魔力を込め、レイピアを抜き放ち魔法を発動。

最初から全力。時間はあまりない。持てる魔力を用いて、短時間で終わらせるッ!


「──氷結晶ひょうけっしょうッ!」


掌ほどの大きさをした氷の結晶を生み出し、アルセナスへと向け射出。その周囲の空気に含まれる水分を凍結させながら回転し、突き進む。


水属性遠距離上級魔法──氷結晶。


この魔法自体に殺傷能力はない。

目的は、あくまで拘束。着弾と同時に波状に氷が広がり、身動きをできなくする魔法だ。

事前の情報か、はたまた直感か、アルセナスは剣で弾くことなく横へと踏み出して躱す。氷は背後──かなり遠くの住宅の壁に着弾し、広面積の壁に凍りついた。


「チッ!そこは剣で斬ってほしかったな!」

「嫌な予感がしたんでねっ!──光刃こうじん!!」


アルセナスの手にした片手剣に光が走り、全力でそれを振るう。刀身から光の斬撃が生まれ、僕を両断せんと迫りくる。凄まじい速度。

僕もレイピアの刀身に光を這わせ、振るって斬撃を打ち消す。同時に、足元を起点として広範囲に氷結路を発動し、炎属性近距離初級魔法──地熱を発動。氷は一瞬で熱され、蒸気となり辺りを白い霧が覆う。一気に視界は悪くなった。

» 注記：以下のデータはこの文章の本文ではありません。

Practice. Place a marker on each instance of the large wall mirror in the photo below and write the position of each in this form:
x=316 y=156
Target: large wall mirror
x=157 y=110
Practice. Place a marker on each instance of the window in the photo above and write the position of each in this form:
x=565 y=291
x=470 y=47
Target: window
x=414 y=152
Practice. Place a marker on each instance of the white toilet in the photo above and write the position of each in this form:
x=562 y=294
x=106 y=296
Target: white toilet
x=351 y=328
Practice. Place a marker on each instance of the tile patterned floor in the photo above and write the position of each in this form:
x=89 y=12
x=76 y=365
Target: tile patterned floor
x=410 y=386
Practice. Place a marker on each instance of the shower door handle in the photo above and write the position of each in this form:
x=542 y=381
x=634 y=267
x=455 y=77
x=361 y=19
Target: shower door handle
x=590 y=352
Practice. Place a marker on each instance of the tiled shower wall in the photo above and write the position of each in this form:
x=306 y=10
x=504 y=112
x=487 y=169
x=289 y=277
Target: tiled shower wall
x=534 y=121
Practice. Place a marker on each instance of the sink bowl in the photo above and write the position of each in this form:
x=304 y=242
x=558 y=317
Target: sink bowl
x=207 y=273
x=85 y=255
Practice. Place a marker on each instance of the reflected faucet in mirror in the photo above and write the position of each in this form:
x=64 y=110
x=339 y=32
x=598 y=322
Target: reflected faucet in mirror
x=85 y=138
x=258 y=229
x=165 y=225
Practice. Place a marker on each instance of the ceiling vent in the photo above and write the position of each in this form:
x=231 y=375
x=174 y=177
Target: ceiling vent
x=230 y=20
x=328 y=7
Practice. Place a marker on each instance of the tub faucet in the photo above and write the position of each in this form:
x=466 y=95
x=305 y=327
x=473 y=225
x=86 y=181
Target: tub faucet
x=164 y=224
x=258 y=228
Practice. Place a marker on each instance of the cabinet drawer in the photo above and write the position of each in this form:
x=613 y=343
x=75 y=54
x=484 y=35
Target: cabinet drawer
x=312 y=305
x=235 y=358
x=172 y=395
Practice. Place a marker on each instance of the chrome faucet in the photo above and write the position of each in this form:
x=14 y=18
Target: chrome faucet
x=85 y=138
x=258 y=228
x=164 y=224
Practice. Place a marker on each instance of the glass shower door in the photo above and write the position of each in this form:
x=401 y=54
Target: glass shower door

この隙きに、殿下を抱えあげて跳躍──再び屋根の上を駆け抜ける。

あの場所にさえ行けば、勝つことができるッ!この機会を逃すわけにはいかない!


「殿下、もう少しの辛抱です。騎士団の常駐所までは後少し。必ず、貴女を送り届けてみせます」

「は、はい……ッ、レイズ様、ち、血が……」


殿下が青ざめた様子で、腕に手を触れてくる。どうやら、先程切られた傷口からの出血が酷くなっているようだ。だがま、走れているから問題は──何をしているのですか?殿下。


「あ、あの?」

「私、こう見えて治癒魔法が使えるんです。この程度の傷、治してみせます」


と言って、殿下は片手を僕の傷口の一つに触れさせる。と、暖かな光が灯り、痛みを発していた傷がどんどんふさがっていく。僕の使える治癒魔法よりも、数段上の治癒魔法のようだ。痛みが引いて、大分楽になる。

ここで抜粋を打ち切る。